森冷的殺氣撲向長公主,長公主嚇得連連后退:“蕭九安,你在威脅我?”
“不,本王在說實話,長公主有空在這里哭訴,不如好好查清楚是誰算計了你,別像條瘋狗似的亂咬人。”蕭九安不高興,很不高興,長公主正好撞上來了。
“你罵我是瘋狗?”長公主牙關咬得緊緊的,氣得全身都在顫抖。
“還是條母狗。”蕭九安一臉鄙夷地道:“本王勸你最好從自己身上找問題,免得再遇到同樣的事。再有下次,本王的王妃可不一定會奉旨上門為你醫治。”
長公主本性不改,以后有的苦頭吃。
“醫治?你不說這事我還不生氣,你一說我倒是記起紀云開抗旨不遵的事。”長公主指著紀云開,大聲痛斥:“她奉旨為我醫治,可到了公主府卻不肯動手,讓一個醫女動手,簡直罪無可恕。”
“本王的王妃不是太醫,沒有為你醫治的義務。”蕭九安聽罷,臉色稍霽,看紀云開的臉色也好了幾許。
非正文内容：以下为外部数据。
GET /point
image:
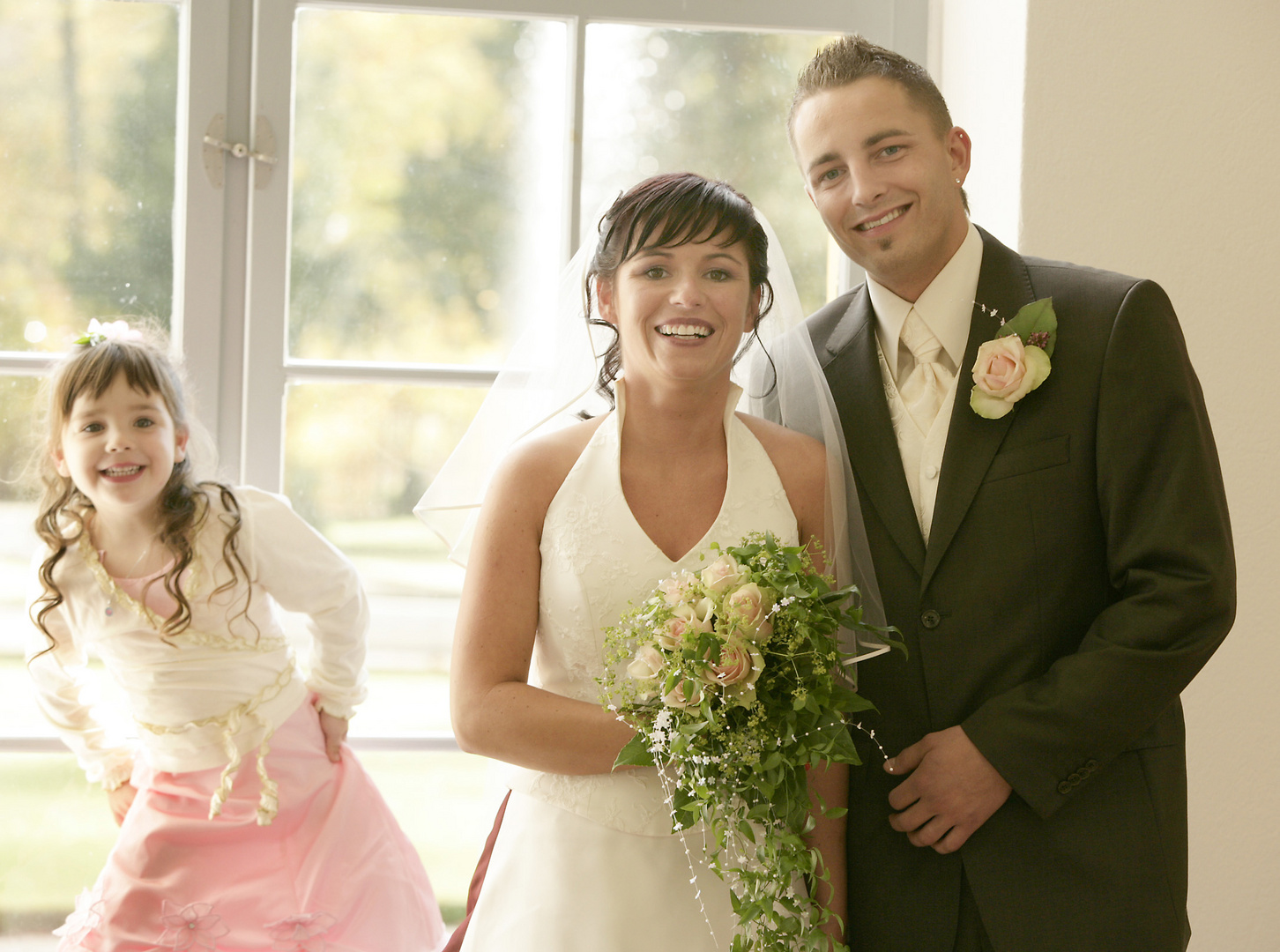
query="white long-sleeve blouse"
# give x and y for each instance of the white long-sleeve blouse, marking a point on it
(205, 696)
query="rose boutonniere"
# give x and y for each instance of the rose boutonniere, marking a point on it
(1016, 361)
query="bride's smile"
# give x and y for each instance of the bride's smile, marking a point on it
(681, 310)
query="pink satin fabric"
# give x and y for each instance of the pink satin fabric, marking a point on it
(333, 873)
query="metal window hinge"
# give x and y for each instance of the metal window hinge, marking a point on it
(264, 142)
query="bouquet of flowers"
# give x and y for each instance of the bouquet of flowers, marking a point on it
(733, 677)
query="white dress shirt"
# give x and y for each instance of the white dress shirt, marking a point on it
(946, 308)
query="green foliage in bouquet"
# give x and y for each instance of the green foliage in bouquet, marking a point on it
(733, 677)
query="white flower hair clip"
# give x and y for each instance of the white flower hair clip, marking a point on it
(112, 331)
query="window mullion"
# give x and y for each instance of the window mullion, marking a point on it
(198, 205)
(268, 260)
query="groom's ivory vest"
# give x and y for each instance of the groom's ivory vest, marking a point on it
(922, 452)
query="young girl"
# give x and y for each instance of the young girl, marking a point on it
(175, 584)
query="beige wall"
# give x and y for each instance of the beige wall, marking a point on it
(1151, 145)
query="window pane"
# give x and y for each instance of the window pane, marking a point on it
(357, 458)
(712, 102)
(19, 397)
(56, 832)
(446, 804)
(87, 128)
(427, 183)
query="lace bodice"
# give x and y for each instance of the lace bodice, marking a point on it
(597, 561)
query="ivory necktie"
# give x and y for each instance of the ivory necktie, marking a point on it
(927, 384)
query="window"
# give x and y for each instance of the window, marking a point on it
(342, 310)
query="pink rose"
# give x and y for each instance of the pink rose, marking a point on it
(685, 694)
(722, 575)
(696, 617)
(749, 606)
(1006, 370)
(740, 663)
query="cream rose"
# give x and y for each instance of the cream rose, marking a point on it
(740, 663)
(646, 665)
(685, 618)
(722, 575)
(1006, 370)
(749, 606)
(677, 588)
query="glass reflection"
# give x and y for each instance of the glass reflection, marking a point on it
(705, 101)
(87, 130)
(427, 183)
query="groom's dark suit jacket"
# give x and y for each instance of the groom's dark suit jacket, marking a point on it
(1079, 572)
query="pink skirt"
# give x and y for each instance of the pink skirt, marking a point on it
(331, 873)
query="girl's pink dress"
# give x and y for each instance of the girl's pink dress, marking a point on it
(331, 873)
(331, 870)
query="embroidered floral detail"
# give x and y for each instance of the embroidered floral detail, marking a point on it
(301, 933)
(82, 923)
(191, 926)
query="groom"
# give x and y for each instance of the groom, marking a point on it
(1060, 572)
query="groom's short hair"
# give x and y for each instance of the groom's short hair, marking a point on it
(852, 58)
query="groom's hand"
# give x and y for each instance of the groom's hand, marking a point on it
(951, 791)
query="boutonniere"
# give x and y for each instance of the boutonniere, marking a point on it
(1016, 361)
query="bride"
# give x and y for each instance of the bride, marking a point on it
(577, 524)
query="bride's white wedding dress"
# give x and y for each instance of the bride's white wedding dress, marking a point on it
(589, 864)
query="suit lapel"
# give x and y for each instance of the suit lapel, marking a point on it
(1005, 286)
(858, 390)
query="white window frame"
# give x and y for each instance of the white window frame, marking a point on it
(268, 368)
(232, 242)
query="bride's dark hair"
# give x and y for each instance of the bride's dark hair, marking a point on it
(666, 212)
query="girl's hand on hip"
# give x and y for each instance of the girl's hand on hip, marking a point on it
(334, 731)
(121, 800)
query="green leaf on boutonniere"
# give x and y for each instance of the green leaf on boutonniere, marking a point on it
(1038, 319)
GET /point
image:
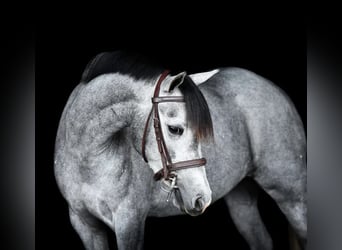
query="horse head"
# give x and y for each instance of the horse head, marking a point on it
(181, 121)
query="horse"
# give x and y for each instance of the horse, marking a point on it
(120, 157)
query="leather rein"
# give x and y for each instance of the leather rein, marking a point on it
(167, 172)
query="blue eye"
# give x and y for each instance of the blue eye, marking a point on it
(175, 130)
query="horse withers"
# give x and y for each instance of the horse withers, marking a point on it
(126, 111)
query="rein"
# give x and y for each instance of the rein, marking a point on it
(167, 172)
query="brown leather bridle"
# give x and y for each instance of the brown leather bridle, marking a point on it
(167, 172)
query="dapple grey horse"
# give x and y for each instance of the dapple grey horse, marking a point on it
(101, 173)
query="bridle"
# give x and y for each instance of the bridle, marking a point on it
(169, 168)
這個蠢女人也只有在這件事上,做得還算漂亮,沒讓他惡心。
“皇上下了旨,她敢抗旨?”長公主自認自己占理,而她占了理,自然不會饒人。
“讓親王妃親自上門,為一個長公主醫治私處,這樣的旨意要傳出去,怕是會被人笑話。”蕭九安這話是對皇上說的。
皇上要慶幸他當時不在王府,要是他在王府,他定會直接把圣旨撕了。
皇上,簡直沒有腦子。
皇上臉色大變,怒斥:“蕭九安,你放肆!”
這事確實是他思慮不周,他不該下旨,應該直接讓太監傳口喻,這樣的旨意存檔,日后怕是會被人笑話。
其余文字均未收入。